Durante los primeros cinco años que Samuel vivió en el valle Salinas, su presencia despertaba un vago recelo. Quizá Will, cuando era un chiquillo, escuchó algunas conversaciones en la tienda del pueblo vecino de San Lucas. A los niños no les gusta que sus padres sean diferentes de los demás. De ahí, quizá, su conservadurismo. Más tarde, a medida que nuevos hijos fueron naciendo y creciendo, Samuel fue aceptado paulatinamente por las gentes del valle, que terminaron por sentirse orgullosas de él de la misma manera que el propietario de un pavo real se vanagloria de su tesoro. Ya no le tenían miedo porque comprobaron que no seducía a sus esposas, ni las apartaba de su dulce mediocridad. Cuando el valle Salinas se sintió orgulloso de Samuel, el carácter de Will ya se había formado.

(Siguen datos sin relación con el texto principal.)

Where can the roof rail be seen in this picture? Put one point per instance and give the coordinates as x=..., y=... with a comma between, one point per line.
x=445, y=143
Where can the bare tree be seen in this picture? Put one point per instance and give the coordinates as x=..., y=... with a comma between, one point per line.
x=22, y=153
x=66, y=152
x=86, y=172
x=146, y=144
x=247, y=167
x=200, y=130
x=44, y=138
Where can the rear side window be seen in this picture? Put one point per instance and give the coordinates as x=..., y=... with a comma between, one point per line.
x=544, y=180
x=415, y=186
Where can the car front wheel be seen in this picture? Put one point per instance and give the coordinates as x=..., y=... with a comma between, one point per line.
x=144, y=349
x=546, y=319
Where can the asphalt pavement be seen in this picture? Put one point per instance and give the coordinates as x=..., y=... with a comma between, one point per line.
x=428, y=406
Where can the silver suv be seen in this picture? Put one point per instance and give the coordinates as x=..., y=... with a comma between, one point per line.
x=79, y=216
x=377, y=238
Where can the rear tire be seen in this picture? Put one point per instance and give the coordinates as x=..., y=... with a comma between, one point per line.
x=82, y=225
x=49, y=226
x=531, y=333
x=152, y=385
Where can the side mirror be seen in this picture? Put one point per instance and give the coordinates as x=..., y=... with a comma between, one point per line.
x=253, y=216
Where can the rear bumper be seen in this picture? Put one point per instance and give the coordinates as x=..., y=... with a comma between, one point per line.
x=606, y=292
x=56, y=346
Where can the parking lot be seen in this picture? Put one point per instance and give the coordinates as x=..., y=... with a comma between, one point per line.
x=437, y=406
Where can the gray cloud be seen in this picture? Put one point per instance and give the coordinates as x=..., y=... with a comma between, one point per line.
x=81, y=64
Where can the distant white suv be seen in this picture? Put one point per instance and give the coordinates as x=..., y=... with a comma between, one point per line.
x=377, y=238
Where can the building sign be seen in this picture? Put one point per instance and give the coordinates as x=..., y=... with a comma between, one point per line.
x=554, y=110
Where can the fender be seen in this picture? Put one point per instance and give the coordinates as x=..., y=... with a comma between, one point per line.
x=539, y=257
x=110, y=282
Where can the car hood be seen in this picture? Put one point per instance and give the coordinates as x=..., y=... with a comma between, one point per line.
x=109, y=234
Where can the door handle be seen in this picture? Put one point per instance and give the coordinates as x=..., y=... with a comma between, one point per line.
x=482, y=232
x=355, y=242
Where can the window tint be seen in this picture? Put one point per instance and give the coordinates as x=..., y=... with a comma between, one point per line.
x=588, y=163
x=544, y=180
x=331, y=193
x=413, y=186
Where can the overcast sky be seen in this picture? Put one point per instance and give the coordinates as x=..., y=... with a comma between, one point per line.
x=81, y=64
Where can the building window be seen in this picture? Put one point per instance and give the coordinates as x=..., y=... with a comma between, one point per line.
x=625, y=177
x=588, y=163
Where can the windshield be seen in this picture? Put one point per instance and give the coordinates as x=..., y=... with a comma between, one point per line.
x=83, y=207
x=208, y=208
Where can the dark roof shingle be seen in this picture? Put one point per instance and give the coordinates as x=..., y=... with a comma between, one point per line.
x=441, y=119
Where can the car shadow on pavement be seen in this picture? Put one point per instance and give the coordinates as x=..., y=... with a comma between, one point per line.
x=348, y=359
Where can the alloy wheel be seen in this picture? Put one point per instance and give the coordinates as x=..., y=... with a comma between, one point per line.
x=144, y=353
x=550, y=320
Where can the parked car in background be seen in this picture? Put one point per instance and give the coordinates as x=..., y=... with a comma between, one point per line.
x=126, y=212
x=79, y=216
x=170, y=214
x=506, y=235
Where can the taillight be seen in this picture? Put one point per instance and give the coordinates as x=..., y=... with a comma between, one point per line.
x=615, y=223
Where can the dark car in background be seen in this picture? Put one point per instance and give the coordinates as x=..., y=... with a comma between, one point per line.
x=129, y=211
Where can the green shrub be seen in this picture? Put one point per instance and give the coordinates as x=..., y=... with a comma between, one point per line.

Hay ciertos individuos que a veces, sin merecerlo en absoluto, son elegidos de los dioses. Lo obtienen todo sin el menor esfuerzo. Will Hamilton era uno de éstos, y los dones que recibió fueron los únicos que él era capaz de apreciar. De muchacho ya pudo considerarse afortunado. Así como su padre era incapaz de hacer dinero, Will no podía evitar que éste afluyese a sus manos. Cuando Will Hamilton se dedicó a criar gallinas y éstas empezaron a poner, el precio de los huevos aumentó. Cuando ya era un muchacho formado, dos de sus amigos, que regentaban una tiendecita, llegaron al borde de la quiebra. Pidieron a Will que les adelantase una pequeña cantidad para afrontar la situación y se comprometieron a pagarle el 33 por ciento de interés. No es que él fuera un usurero, sino que se limitó a darles lo que le pidieron. La tienda se recuperó antes del año, y llegó a tener más adelante hasta tres sucursales. Hoy día, sus descendientes forman parte de una gran cadena de alimentación que domina gran parte de la comarca.
Will también entró en posesión de un taller de reparación de bicicletas como pago de una deuda no saldada. Al poco tiempo, unos cuantos ricachones del valle comenzaron a comprar automóviles, y el mecánico de Will se encargó de reparar sus averías. Will se sintió apremiado por un poeta lleno de determinación, cuyos sueños consistían en cojinetes, ballestas y caucho. Este hombre se llamaba Henry Ford, y sus planes parecían ridículos, si no ilegales. Will aceptó a regañadientes la mitad meridional del valle como su área exclusiva de operaciones, y, transcurridos quince años, el valle estaba atiborrado de Fords, y Will era un hombre rico que conducía un Marmon.